Luteolin sensitizes the antiproliferative effect of interferon α/β by activation of Janus kinase/signal transducer and activator of transcription pathway signaling through protein kinase A-mediated inhibition of protein tyrosine phosphatase SHP-2 in cancer cells

Abstract

New negative regulators of interferon (IFN) signaling, preferably with tissue specificity, are needed to develop therapeutic means to enhance the efficacy of type I IFNs (IFN-α/β) and reduce their side effects. We conducted cell-based screening for IFN signaling enhancer and discovered that luteolin, a natural flavonoid, sensitized the antiproliferative effect of IFN-α in hepatoma HepG2 cells and cervical carcinoma HeLa cells. Luteolin promoted IFN-β-induced Janus kinase/signal transducer and activator of transcription (JAK/STAT) pathway activation by enhancing the phosphorylation of Jak1, Tyk2, and STAT1/2, thereby promoting STAT1 accumulation in the nucleus and endogenous IFN-α-regulated gene expression. Of interest, inhibition of phosphodiesterase (PDE) abolished the effect of IFN-β and luteolin on STAT1 phosphorylation. Luteolin also increased the cAMP-degrading activity of PDE bound with type I interferon receptor 2 (IFNAR2) and decreased the intracellular cAMP level, indicating that luteolin may act on the JAK/STAT pathway via PDE. Protein kinase A (PKA) was found to negatively regulate IFN-β-induced JAK/STAT signaling, and its inhibitory effect was counteracted by luteolin. Pull-down and immunoprecipitation assays revealed that type II PKA interacted with IFNAR2 via the receptor for activated C-kinase 1 (RACK-1), and such interaction was inhibited by luteolin. Src homology domain 2 containing tyrosine phosphatase-2 (SHP-2) was further found to mediate the inhibitory effect of PKA on the JAK/STAT pathway. These data suggest that PKA/PDE-mediated cAMP signaling, integrated by RACK-1 to IFNAR2, may negatively regulate IFN signaling through SHP-2. Inhibition of this signaling may provide a new way to sensitize the efficacy of IFN-α/β.

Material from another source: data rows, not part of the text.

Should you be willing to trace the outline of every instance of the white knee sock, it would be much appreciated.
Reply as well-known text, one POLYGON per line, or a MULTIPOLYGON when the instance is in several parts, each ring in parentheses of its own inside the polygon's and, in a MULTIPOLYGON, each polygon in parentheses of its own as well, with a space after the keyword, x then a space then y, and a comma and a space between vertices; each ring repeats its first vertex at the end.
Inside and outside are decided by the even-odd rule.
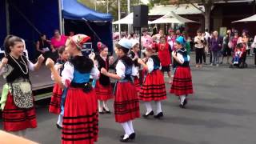
POLYGON ((130 130, 128 122, 123 122, 121 123, 121 125, 122 126, 122 128, 124 129, 126 134, 124 136, 124 139, 126 139, 126 138, 128 138, 130 136, 130 134, 132 134, 131 130, 130 130))
POLYGON ((145 102, 145 106, 146 106, 146 114, 148 114, 149 113, 150 113, 152 111, 152 106, 150 102, 145 102))
POLYGON ((157 107, 157 114, 161 113, 162 112, 161 101, 156 101, 155 104, 156 104, 156 107, 157 107))
POLYGON ((129 128, 130 128, 131 133, 134 133, 133 121, 130 120, 130 121, 128 121, 127 122, 128 122, 128 126, 129 126, 129 128))
POLYGON ((183 104, 184 100, 186 99, 186 95, 182 95, 180 98, 181 98, 181 104, 183 104))
POLYGON ((98 101, 98 112, 102 112, 103 111, 103 107, 101 105, 101 102, 100 100, 98 101))
POLYGON ((57 124, 62 127, 62 122, 63 122, 63 116, 62 114, 59 114, 58 115, 58 122, 57 122, 57 124))
POLYGON ((107 106, 107 102, 106 102, 106 101, 103 101, 103 107, 105 108, 105 110, 106 110, 106 111, 110 111, 110 109, 109 109, 108 106, 107 106))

Keywords: 2′5′-OAS1; 2′5′-oligoadenylate synthetase 1; 3-isobutyl-1-methylxanthine; 3′,4′,5,7-tetrahydroxyflavone; A-kinase anchoring protein; AKAP; CRE; DMSO; ERK; GADPH; GST; IBMX; IFN; IFNAR; ISRE; Interferon; JAK; Janus kinase; Luteolin; MS; Na(3)VO(4); PDE; PKA; PKA RIIα; PKC; PKR; Phosphodiesterase; RACK-1; SHP; SHP-2; STAT; Src homology domain 2 containing phosphotyrosine phosphatase; cAMP; cAMP responsive element; cAMP-dependent protein kinase A; cyclic adenosine 3′,5′-monophosphate; dimethyl sulfoxide; extracellular signal-regulated kinase; glutathione S-transferase; glyceraldehyde-3-phosphate dehydrogenase; interferon; interferon α-stimulated response element; interferon-induced, double-stranded RNA-activated protein kinase; luteolin; multiple sclerosis; phosphodiesterase; protein kinase C; receptor for activated C-kinase 1; signal transducer and activator of transcription; sodium orthovanadate; type I interferon receptor; type II PKA regulatory subunit α.